Landmark clinical trial data takes time to affect practice. In September 2015, EMPA-REG OUTCOME showed CV superiority of empagliflozin (Jardiance, Boehringer Ingelheim) in patients with CVD with reduction in death. In June 2016, LEADER demonstrated CV superiority and reduction in death with liraglutide (Victoza, Novo Nordisk). Yet there was no increase in the use of SLGT2 inhibitors between 2015 and 2016 and minimal change with GLP-1 receptor agonists in 2016. This serves as a reminder that although data are critical for practice change, it takes time for practitioners to receive, accept and ultimately utilize it. Change is hard.

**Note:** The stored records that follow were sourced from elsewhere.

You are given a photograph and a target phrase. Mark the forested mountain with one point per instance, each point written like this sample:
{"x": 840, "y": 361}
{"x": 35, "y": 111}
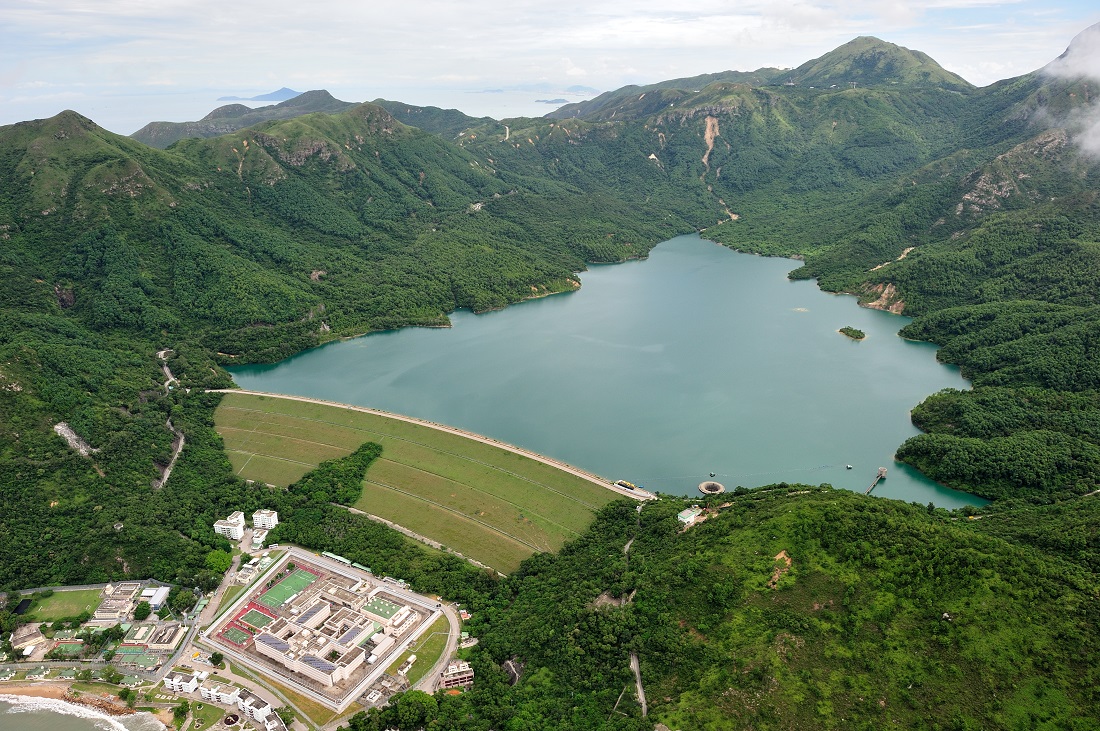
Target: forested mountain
{"x": 231, "y": 118}
{"x": 791, "y": 607}
{"x": 974, "y": 210}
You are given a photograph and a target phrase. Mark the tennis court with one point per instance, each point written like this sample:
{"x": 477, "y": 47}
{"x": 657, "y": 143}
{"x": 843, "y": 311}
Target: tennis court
{"x": 256, "y": 619}
{"x": 382, "y": 608}
{"x": 235, "y": 635}
{"x": 276, "y": 596}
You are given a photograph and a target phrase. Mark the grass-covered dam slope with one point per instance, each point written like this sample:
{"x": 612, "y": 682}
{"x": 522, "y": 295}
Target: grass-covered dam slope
{"x": 486, "y": 502}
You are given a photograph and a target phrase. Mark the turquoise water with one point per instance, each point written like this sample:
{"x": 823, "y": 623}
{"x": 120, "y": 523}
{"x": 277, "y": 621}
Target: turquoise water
{"x": 22, "y": 713}
{"x": 660, "y": 372}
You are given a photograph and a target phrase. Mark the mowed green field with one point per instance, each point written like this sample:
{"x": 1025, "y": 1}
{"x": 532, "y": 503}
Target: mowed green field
{"x": 67, "y": 604}
{"x": 488, "y": 504}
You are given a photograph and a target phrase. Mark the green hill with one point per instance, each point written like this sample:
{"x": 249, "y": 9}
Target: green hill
{"x": 231, "y": 118}
{"x": 791, "y": 607}
{"x": 869, "y": 62}
{"x": 972, "y": 210}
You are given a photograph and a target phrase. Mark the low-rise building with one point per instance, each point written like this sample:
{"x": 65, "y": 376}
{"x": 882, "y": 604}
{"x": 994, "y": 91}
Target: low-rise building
{"x": 690, "y": 516}
{"x": 25, "y": 637}
{"x": 113, "y": 610}
{"x": 232, "y": 527}
{"x": 228, "y": 695}
{"x": 264, "y": 519}
{"x": 458, "y": 674}
{"x": 155, "y": 596}
{"x": 183, "y": 682}
{"x": 260, "y": 710}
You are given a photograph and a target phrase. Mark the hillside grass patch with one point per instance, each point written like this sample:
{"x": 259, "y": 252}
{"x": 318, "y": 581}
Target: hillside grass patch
{"x": 63, "y": 605}
{"x": 484, "y": 501}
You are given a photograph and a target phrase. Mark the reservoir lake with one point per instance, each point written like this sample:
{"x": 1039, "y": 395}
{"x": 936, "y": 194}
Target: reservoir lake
{"x": 699, "y": 360}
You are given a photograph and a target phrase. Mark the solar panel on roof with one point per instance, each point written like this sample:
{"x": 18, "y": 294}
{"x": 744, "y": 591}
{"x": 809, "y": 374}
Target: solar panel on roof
{"x": 273, "y": 642}
{"x": 311, "y": 611}
{"x": 319, "y": 664}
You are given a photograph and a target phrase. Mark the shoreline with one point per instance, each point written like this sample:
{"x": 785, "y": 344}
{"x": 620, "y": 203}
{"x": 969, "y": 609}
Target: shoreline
{"x": 59, "y": 690}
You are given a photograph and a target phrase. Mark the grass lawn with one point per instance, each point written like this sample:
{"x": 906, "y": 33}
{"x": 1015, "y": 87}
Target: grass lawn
{"x": 427, "y": 650}
{"x": 488, "y": 504}
{"x": 229, "y": 595}
{"x": 206, "y": 717}
{"x": 67, "y": 604}
{"x": 488, "y": 546}
{"x": 317, "y": 715}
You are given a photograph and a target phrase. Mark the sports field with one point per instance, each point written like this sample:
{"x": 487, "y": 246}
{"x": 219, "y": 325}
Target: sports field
{"x": 488, "y": 504}
{"x": 63, "y": 605}
{"x": 382, "y": 608}
{"x": 256, "y": 619}
{"x": 235, "y": 635}
{"x": 276, "y": 596}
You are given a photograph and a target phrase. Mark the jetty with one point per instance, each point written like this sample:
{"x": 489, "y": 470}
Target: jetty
{"x": 881, "y": 475}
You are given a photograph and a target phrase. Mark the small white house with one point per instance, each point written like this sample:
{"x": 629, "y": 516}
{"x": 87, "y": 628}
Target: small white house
{"x": 232, "y": 527}
{"x": 183, "y": 683}
{"x": 265, "y": 519}
{"x": 690, "y": 516}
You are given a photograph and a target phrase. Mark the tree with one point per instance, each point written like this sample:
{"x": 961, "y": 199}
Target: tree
{"x": 415, "y": 709}
{"x": 219, "y": 561}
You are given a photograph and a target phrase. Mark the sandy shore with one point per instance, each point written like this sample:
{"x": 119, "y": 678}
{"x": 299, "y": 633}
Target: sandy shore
{"x": 55, "y": 690}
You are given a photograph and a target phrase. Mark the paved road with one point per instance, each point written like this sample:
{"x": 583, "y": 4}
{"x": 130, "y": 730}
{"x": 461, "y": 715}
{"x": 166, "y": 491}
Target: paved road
{"x": 428, "y": 682}
{"x": 637, "y": 678}
{"x": 637, "y": 495}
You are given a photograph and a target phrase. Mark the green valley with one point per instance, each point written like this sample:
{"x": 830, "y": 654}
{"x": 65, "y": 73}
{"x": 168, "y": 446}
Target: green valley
{"x": 972, "y": 210}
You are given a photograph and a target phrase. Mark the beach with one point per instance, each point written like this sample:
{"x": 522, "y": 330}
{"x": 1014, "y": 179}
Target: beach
{"x": 52, "y": 690}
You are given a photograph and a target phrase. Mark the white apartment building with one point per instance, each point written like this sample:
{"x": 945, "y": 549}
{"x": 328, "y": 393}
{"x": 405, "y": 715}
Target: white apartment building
{"x": 182, "y": 683}
{"x": 265, "y": 519}
{"x": 232, "y": 527}
{"x": 228, "y": 695}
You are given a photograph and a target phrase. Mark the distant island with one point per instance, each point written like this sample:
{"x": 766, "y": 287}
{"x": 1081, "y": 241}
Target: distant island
{"x": 282, "y": 95}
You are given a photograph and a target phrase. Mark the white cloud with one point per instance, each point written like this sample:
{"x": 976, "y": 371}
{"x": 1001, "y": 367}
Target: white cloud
{"x": 416, "y": 47}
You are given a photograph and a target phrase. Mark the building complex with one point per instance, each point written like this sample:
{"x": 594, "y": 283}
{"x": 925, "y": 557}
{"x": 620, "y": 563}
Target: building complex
{"x": 325, "y": 627}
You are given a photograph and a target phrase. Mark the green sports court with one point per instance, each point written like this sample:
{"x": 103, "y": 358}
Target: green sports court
{"x": 382, "y": 608}
{"x": 276, "y": 596}
{"x": 235, "y": 635}
{"x": 256, "y": 619}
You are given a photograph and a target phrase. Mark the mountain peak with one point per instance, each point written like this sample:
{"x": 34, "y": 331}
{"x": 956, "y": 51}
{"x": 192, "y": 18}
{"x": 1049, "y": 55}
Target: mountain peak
{"x": 867, "y": 61}
{"x": 1081, "y": 58}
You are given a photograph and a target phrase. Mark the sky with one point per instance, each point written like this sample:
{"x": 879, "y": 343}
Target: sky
{"x": 124, "y": 63}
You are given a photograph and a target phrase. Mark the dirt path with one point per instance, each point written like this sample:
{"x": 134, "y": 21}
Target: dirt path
{"x": 636, "y": 666}
{"x": 710, "y": 136}
{"x": 178, "y": 442}
{"x": 637, "y": 495}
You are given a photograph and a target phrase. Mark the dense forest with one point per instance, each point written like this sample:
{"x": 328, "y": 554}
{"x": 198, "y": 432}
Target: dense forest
{"x": 974, "y": 211}
{"x": 791, "y": 607}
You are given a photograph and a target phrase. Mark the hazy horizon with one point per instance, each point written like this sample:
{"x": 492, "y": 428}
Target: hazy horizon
{"x": 124, "y": 64}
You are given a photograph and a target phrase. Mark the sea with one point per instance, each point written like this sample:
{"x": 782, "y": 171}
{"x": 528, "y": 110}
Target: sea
{"x": 28, "y": 713}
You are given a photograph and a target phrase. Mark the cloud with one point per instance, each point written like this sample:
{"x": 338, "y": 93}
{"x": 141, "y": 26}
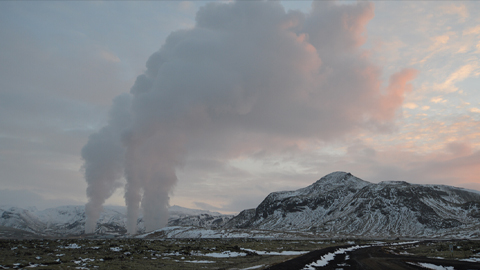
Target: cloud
{"x": 460, "y": 10}
{"x": 27, "y": 198}
{"x": 249, "y": 79}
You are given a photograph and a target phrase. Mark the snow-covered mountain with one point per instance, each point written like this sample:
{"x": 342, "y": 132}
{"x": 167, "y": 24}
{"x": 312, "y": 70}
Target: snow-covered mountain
{"x": 70, "y": 220}
{"x": 339, "y": 204}
{"x": 342, "y": 204}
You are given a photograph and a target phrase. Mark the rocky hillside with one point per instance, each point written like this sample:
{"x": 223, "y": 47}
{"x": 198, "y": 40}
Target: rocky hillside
{"x": 70, "y": 220}
{"x": 342, "y": 204}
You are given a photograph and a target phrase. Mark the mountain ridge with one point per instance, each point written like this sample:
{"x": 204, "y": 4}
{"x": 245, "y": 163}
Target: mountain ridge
{"x": 338, "y": 204}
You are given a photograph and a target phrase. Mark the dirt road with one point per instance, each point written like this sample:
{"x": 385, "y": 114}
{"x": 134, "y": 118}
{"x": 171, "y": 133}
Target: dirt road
{"x": 371, "y": 258}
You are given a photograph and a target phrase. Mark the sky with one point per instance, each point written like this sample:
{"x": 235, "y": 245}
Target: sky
{"x": 255, "y": 98}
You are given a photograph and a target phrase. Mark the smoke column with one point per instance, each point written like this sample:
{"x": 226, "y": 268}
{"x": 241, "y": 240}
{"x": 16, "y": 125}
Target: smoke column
{"x": 247, "y": 73}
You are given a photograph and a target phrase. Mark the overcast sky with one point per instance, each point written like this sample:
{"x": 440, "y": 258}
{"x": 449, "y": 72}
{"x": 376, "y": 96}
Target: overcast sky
{"x": 389, "y": 92}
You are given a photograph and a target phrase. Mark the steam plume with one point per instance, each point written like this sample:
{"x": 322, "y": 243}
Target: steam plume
{"x": 247, "y": 72}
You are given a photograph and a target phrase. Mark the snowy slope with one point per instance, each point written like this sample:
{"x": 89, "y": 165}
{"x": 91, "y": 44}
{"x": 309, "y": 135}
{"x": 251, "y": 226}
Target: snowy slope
{"x": 70, "y": 220}
{"x": 342, "y": 204}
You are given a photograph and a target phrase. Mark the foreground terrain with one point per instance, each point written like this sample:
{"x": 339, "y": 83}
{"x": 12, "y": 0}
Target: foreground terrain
{"x": 129, "y": 253}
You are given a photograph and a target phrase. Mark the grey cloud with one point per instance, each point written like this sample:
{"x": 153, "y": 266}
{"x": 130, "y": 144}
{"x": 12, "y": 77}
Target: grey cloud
{"x": 249, "y": 78}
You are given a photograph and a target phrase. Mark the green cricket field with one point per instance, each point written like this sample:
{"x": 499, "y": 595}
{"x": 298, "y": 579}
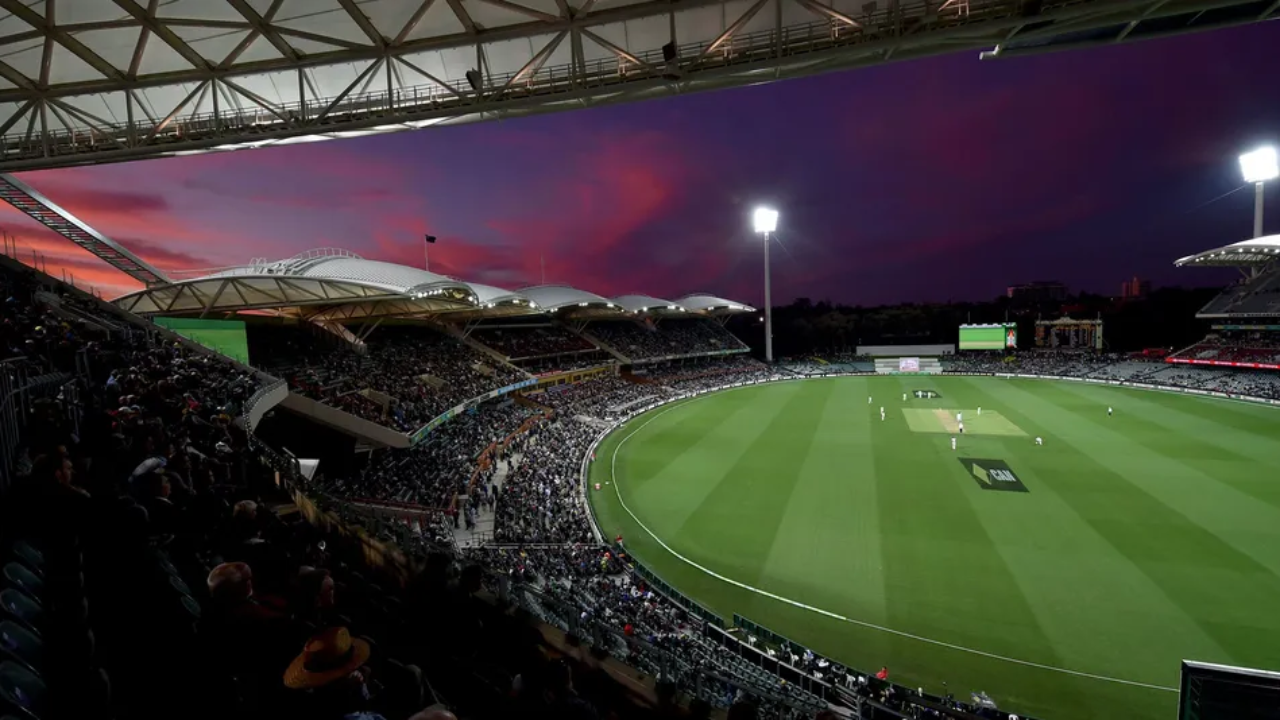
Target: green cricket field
{"x": 1065, "y": 579}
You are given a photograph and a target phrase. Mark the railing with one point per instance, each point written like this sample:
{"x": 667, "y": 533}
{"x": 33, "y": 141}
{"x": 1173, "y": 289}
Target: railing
{"x": 261, "y": 402}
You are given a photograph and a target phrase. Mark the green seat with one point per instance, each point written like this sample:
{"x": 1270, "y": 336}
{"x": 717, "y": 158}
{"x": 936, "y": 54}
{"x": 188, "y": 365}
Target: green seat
{"x": 21, "y": 607}
{"x": 19, "y": 645}
{"x": 22, "y": 692}
{"x": 23, "y": 579}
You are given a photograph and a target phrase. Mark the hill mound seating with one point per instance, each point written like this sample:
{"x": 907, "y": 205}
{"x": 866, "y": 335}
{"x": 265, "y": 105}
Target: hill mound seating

We need to understand adherence better. A surprising finding by Paul and colleagues was the high rate of discontinuation among the newer antidiabetes drugs (ie, DPP-4 inhibitors, GLP-1 receptor agonists, SGLT2 inhibitors) compared with metformin, sulfonylureas or insulin. Side effect profile does not explain this discrepancy, and it would be interesting to explore further whether access, media exposure or our own support of these newer therapies are affecting adherence over time.

Overall, this longitudinal study shows that you can teach old dogs new tricks — it just takes time!

Alice Y.Y. Cheng, MD, FRCPC

Endocrinologist
Credit Valley Hospital and St. Michael's Hospital
Associate Professor, Dept. of Medicine, University of Toronto

Disclosure: Cheng reports she receives honoraria for speaking or consulting for Abbott, Astra Zeneca, Boehringer Ingelheim, Eli Lilly, Janssen, Merck, Novo Nordisk, Sanofi, Servier and Takeda.